The first idea that might make sense is "enforce the existing laws" - We started there too. The truth is that an entire gang of troublemakers could come trash your yard, "use the bathroom" in your flowers, and toss a dead fish on your car for asking them to leave - all at 1a.m. by the way - and as long as they are innocently holding poles when a police officer shows up, get away without even a ticket. How about the littering laws?
Did you know that in our 122-plus square mile city, we have a grand total of zero pedestrian littering citations in the last year? "Existing laws" haven't given our neighbors, or our police, the opportunity to do anything about the problems residents from the southwest and northwest are dealing with frequently. As the numbers of incidents have increased, so have the incidents of boldness and belligerence. From a safety standpoint, many vehicles have been left parked in the medians. Particularly in the northwest Cape neighborhoods where streetlights are non existent, this is a dangerous situation that could cause serious injury. Narrow bridges with no guardrails only add to the unsafe conditions fishermen place themselves and motorists into when they utilize these structures for fishing spots.
So, the "existing law" idea doesn't work out, and we are left needing new legal tools to bring peace back to the balance of fishing versus homeowner rights. What should these tools look like? Well, the State of Florida handles this by banning all fishing from all bridges located in the State right-of-way. To me, this solution goes too far, and, frankly, infringes on the peaceful enjoyment of responsible fishermen. Punta Gorda on the other hand had almost exactly the same issues, and found restricting fishing in problem areas the most fair approach. This, along with improving and opening up safe, user-friendly fishing spots in publicly accessible areas, is the core of what I am proposing for our solution in the City of Cape Coral.

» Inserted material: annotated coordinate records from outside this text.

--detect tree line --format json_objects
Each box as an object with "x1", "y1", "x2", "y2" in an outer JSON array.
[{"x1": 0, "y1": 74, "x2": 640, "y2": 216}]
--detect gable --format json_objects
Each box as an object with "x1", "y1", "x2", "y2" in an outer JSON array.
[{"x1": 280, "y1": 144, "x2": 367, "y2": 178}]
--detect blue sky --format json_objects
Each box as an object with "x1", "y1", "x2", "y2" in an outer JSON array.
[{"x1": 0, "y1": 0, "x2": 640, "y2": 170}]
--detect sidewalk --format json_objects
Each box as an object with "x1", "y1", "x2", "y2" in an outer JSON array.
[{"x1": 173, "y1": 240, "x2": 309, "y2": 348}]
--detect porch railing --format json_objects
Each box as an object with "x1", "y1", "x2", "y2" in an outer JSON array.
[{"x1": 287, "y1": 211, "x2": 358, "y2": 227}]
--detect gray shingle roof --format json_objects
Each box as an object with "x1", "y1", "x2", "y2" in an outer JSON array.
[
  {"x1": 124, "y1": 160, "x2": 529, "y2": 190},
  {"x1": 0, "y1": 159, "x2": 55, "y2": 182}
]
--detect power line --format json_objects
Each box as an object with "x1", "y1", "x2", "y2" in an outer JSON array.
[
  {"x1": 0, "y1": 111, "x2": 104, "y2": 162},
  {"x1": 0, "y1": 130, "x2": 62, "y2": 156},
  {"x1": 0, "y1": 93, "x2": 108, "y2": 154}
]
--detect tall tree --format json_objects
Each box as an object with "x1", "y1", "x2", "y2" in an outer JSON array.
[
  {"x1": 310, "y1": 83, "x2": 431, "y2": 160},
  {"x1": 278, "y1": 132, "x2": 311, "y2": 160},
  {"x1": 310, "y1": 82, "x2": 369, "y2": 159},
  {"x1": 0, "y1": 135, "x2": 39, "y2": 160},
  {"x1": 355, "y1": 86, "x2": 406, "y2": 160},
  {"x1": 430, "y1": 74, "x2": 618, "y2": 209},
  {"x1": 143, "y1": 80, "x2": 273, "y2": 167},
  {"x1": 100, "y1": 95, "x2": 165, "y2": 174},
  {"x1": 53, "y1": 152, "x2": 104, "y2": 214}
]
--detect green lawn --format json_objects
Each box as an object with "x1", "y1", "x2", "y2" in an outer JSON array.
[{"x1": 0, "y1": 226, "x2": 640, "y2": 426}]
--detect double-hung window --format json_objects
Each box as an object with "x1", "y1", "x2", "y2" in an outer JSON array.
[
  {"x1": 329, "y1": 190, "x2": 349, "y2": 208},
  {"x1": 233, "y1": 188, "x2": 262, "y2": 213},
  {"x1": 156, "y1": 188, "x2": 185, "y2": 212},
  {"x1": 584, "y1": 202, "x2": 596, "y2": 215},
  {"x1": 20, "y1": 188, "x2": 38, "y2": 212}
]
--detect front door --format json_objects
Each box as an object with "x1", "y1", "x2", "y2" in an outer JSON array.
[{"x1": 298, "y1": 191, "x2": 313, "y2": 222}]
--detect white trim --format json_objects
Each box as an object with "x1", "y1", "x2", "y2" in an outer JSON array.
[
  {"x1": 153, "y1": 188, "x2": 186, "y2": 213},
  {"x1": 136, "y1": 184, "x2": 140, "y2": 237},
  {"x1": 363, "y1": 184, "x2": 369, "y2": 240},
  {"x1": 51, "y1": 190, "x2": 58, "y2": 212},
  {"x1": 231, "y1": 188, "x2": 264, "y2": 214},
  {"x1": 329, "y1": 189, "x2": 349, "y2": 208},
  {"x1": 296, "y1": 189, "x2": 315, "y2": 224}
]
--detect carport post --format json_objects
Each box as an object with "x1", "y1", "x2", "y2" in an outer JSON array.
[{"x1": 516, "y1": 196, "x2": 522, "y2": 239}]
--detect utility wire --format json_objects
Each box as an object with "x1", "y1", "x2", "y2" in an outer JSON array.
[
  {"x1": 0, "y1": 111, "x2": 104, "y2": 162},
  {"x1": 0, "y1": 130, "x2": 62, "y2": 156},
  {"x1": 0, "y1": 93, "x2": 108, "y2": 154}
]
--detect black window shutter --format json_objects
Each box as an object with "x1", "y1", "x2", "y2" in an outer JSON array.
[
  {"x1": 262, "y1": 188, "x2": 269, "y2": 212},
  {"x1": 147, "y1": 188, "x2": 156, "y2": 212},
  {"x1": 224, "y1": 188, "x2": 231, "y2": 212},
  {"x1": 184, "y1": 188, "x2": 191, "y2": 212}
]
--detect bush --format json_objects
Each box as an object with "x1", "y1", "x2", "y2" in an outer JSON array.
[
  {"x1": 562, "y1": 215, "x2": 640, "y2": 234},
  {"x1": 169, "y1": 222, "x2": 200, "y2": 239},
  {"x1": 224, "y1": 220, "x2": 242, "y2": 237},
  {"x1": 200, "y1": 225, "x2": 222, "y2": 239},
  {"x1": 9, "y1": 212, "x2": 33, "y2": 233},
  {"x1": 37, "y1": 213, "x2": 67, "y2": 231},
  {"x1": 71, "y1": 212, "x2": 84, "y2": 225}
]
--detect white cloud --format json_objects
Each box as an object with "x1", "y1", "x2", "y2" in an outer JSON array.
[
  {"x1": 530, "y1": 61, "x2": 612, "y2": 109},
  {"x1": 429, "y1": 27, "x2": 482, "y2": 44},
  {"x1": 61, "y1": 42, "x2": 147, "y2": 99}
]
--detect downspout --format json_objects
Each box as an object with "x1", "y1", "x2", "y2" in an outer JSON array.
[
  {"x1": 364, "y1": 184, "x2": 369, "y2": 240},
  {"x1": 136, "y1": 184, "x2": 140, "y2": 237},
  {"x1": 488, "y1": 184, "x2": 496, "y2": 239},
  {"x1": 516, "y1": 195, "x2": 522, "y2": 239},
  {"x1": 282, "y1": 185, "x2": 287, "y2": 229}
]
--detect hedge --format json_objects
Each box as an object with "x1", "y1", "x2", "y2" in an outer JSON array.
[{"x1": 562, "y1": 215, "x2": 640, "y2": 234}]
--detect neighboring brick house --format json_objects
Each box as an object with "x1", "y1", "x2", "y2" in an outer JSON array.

I am suggesting this: Ban fishing and unsafe parking from the smallest possible number of city rights of way, where the highest number of these problems are happening, and actively open up public fishing areas with the right facilities for family friendly enjoyment of our beautiful, and bountiful, Cape Coral waters.
What about the future you ask? "If you can ban fishing from a small number of problem areas today, you could ban it everywhere tomorrow couldn't you?" The situation as it is today leaves the door wide open for problems ranging from injury lawsuits to much worse, and will need to be addressed in a realistic way as the city continues to grow. Passing the buck by rejecting Ordinance 10-12 today will only delay until we have a more serious situation down the road. If we resolve this now, respecting both fishermen and residents, we can lay the framework for future Councils to deal with it in this neighborly spirit on a case-by-case basis, instead of provoking a solution like the state's total ban.
Now let's think back to that part about new, better fishing spots! I am proposing we upgrade Serenia Vista Park and city owned land on western Tropicana Parkway - literally a short walk away from the proposed "banned" bridges - to offer fisherman of all interests improved shorelines, picnic tables, garbage cans, ample and safe parking and toilets to ensure their legitimate good time fishing is always part of our culture in Cape Coral. I suggest the city should also be looking for more opportunities to enhance the fishing experience throughout the community. Options include the lighted pedestrian underpasses proposed in the Burnt Store Road expansion or even possibly acquiring new designated preserve and prime fishing parks where the land is readily available.
My goal with this Ordinance has never been to ban fishing in Cape Coral, as I think we should all be able to agree would be a disservice to a great way to spend time in our city. Rather, we have a real need to protect the property rights of our residents, and cut down the negative interactions like those we've been seeing. These are also bridges that were never engineered to be "fishing spots," they have no guardrails and the narrow pedestrian area leaves the fisherman exposed to passing traffic. As I have mentioned, in the dark of night the potential for a tragic accident is greatly enhanced. By carefully choosing only the highest problem bridges now, as opposed to a blanket fishing ban like the state has chosen, we can protect fishermen's access to bridges that are not next to homes and have properly engineered safety devices. We can then focus our efforts to get those future additional fishing spots in place before the neighborhoods expand in Cape Coral's southwest and northwest areas.
If this issue affects you, I ask your input at Monday's meeting. Please let your City Council know what you think and help us resolve this issue together as partners in the quality of life and the future of Cape Coral.